It's Day Nine of our cruise and we're now about halfway across the North Atlantic in our 2200 nautical mile-trip from Iceland to Massachusetts. The total mileage for the entire cruise so far is 2750 NM with the actual transatlantic portion comprising the majority of the cruise.
We've had a slightly bumpy ride part of the time and during the early part of the day winds over 50 mph were blowing against the starboard bow. It hasn't bothered our stomachs a bit and we' ve spent a fair amount of time playing table tennis. It's great exercise chasing after the ball on a windy day.
We're in a congenial group that's meeting every afternoon at 2:00 p.m. for the "progressive trivia game." According to the cruise director / moderator, the second most popular non-alcoholic beverage in the world after water is coffee, not tea, as we and most of the rest of the crowd guessed. Who'd have thought it?
Last night we ate again in the main dining room and thought the menu was a bit odd and limited for a "formal night..." no lobster tail, no prime rib, but we still enjoyed ourselves. We signed up for "My Time" dining, allowing us at no extra charge to dine more-or-less whenever we want to, rather than lining up in large crowds for the early or late dinner seatings.

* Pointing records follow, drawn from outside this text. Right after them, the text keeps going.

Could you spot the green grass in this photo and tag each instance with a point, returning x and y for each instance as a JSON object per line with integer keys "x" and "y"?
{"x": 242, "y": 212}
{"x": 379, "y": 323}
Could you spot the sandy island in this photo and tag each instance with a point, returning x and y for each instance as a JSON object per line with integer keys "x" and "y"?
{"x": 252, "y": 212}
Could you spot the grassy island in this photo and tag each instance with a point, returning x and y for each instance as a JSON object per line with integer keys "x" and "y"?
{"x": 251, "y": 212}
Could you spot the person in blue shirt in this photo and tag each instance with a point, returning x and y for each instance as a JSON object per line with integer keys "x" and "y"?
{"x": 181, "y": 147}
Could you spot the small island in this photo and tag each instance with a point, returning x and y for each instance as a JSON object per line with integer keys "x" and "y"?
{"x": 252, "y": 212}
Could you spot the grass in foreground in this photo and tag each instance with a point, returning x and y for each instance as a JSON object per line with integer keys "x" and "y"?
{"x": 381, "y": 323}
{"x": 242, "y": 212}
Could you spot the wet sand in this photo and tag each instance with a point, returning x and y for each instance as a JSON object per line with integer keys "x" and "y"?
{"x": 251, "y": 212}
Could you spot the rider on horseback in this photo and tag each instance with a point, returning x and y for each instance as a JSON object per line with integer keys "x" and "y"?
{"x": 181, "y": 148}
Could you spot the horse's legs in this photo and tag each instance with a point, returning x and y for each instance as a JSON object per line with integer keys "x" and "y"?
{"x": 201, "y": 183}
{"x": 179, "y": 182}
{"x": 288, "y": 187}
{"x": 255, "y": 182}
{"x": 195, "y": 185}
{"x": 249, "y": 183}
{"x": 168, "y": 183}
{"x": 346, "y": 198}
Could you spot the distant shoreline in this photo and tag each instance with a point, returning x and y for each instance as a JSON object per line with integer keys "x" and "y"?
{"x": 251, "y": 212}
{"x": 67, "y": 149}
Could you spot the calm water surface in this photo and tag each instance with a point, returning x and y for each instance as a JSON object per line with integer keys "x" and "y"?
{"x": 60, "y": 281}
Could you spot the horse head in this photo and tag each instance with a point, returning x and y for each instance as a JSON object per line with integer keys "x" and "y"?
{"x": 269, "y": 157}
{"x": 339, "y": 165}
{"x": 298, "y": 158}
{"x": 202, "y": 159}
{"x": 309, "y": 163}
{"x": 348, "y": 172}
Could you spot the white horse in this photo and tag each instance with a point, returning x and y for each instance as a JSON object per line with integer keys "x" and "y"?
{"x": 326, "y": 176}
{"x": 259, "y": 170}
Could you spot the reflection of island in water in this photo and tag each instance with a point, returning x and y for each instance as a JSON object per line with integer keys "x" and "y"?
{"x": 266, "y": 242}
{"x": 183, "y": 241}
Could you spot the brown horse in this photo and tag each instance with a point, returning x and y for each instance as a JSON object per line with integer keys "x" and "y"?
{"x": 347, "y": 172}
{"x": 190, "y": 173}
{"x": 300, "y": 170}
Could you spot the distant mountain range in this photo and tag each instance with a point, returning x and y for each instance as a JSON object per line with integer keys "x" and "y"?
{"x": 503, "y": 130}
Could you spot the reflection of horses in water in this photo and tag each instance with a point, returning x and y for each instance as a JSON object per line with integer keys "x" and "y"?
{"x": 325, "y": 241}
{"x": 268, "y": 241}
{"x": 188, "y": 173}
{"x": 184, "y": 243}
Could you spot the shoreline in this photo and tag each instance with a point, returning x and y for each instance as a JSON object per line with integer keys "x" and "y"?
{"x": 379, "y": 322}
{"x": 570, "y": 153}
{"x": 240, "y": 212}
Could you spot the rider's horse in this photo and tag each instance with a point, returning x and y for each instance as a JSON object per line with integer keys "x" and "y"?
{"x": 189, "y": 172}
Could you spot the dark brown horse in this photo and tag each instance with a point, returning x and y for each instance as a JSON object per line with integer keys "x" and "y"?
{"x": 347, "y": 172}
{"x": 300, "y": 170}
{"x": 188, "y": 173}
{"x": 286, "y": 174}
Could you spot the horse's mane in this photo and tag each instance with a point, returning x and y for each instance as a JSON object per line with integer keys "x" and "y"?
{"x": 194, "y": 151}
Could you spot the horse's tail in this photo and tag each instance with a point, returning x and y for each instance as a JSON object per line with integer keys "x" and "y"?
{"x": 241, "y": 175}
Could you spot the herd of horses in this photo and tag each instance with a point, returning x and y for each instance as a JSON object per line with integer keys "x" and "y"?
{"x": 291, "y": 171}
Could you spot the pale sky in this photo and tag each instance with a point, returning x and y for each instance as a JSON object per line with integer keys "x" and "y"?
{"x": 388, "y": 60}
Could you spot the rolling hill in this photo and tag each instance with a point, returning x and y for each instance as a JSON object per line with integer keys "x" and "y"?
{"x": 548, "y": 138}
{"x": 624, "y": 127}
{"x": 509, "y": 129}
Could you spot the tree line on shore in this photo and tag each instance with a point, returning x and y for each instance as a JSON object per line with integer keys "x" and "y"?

Of the two specialty restaurants, which we signed up for in advance as a hedge against possibly mediocre food, so far we prefer Chops, the steak house, over Portofino, the Italian-style restaurant, but both are fine. Tonight we're paying for the privilege of attending one of those murder mystery theaters in Portofino. The rumor is that the acting is lousy, the food is decent, and the wine flows freely. We're planning to enjoy ourselves.
We continue to enjoy RCCL and the Jewel for what it is. It lacks the pretentiousness of Holland America, for example, and we're getting along quite nicely without some of the extra little touches to be found on other lines, such as bathrobes in the rooms, printed daily news summaries, or formal afternoon teas. The "library" is almost around the corner from our stateroom on Deck Nine and probably doesn't hold as many books as we have in our own house. On the other hand, despite the occasional glitch the Internet works better and is cheaper by far than the service we've experienced both on Holland American and Oceania. Their strict no-guest-alcohol-on-board policy is mildly annoying and probably encourages more people to smuggle some aboard than otherwise would, but we find the crew members as friendly and cheerful as those on any other line.
We attended another show last night, a "typical" singing and dancing extravaganza livened up even further by two of the cast members who manage aerial acrobatics on wires and then on scarf-like ropes. Spectacular it is! Oddly enough, despite all of the musicians, there seems to be a dead period in the early dinner hour, so we've heard relatively little live music aboard, since we don't hang out in the bars too much, especially after dinner. That's just a quibble though. Anybody who can't have fun on this ship and can't find food to suit their palates just might not be cut out for cruising.
Another three and a half days on board until we land in Boston, a city we've never seen, and we're planning to enjoy every last minute of our remaining time on board.